In the brain, LRRK2, both mRNA and protein, has been detected in specific regions including the cortex, striatum, hippocampus, and with substantial lower expression, in the substantia nigra pars compacta (SNpc) [24‐26]. LRRK2 has been reported to localize within a wide range of vesicular and membranous structures, such as mitochondria, endoplasmic reticulum, and Golgi apparatus, as well as the endolysosomal system and synaptic vesicles [25, 27‐29]. Although LRRK2 protein is expressed in various brain cell types such as neurons, microglia, and astrocytes [30], the vast majority of studies to date have focused on investigating LRRK2 functions in neurons, being the relevant cell type that degenerates in PD. The physiological functions of LRRK2 in neuronal cells have been linked to vesicular trafficking [31, 32], cytoskeletal dynamics [33, 34], mitochondrial function [35, 36], apoptosis [37], and regulation of the autophagy pathway [38‐41]; however, how LRRK2 mutations cause neurodegeneration in PD is currently under debate.

Recent literature indicates that microglial LRRK2 plays a role in the cellular pathways induced by inflammatory stimuli.

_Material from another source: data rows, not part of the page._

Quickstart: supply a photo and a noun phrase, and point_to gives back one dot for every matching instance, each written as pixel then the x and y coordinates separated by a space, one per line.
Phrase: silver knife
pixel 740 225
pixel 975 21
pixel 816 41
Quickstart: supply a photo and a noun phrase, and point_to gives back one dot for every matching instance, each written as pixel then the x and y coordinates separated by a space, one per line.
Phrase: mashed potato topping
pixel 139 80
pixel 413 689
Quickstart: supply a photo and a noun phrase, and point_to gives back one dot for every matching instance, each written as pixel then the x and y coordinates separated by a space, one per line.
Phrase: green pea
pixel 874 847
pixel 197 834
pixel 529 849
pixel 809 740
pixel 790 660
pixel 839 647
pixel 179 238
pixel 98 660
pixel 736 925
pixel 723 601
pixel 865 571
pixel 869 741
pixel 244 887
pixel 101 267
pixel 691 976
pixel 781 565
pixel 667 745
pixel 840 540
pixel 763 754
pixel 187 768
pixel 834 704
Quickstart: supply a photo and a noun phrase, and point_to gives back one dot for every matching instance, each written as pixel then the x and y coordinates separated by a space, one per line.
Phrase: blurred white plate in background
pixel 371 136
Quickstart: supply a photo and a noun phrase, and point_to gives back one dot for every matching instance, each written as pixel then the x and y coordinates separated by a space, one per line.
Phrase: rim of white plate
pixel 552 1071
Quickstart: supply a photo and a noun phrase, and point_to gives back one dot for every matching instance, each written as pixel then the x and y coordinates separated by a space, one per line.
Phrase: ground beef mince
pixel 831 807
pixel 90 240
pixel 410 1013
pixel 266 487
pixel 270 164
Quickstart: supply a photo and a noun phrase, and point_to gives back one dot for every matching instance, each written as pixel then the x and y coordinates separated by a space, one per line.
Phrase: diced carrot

Based on its complex architecture with different functional domains, LRRK2 might be involved in more than one cellular process. Although a number of studies have analyzed the effects of LRRK2 kinase activity using different microglia-related readouts, such as morphological changes and inflammatory mediator release, evidence on how LRRK2 might affect these processes is currently lacking. Here we hypothesize that abnormal LRRK2 kinase activity, due to the presence of LRRK2 mutations, might modulate the phenotype of microglia through hyperpolymerization and hyperphosphorylation of cytoskeleton and vesicle components, thus pushing these cells toward a pro-inflammatory state. In this regard, Gillardon and colleagues observed that the LRRK2 R1441G mutation sensitizes microglia cells toward a neurotoxic state [79]. Similar to G2019S, the R1441G mutation causes an approximately 2.5-fold increase of serine 1292 autophosphorylation in cells overexpressing LRRK2-R1441G compared with wild-type LRRK2 [22], supporting the notion that the increased kinase activity of LRRK2 may push microglia toward a pro-inflammatory phenotype. One possibility is that the R1441G mutation increases kinase activity through its reduced GTP hydrolysis activity, although the cross-talk between GTPase and the kinase domain is currently unclear [12, 21, 123].

The identification of microglia-specific kinase substrates, GTPase downstream effectors, and interactors, will provide valuable insight into the emerging function of LRRK2 in the regulation of neuroinflammation, with the potential of uncovering new molecular mechanisms underlying the pathogenesis of PD, and consequently novel targets for drug treatments.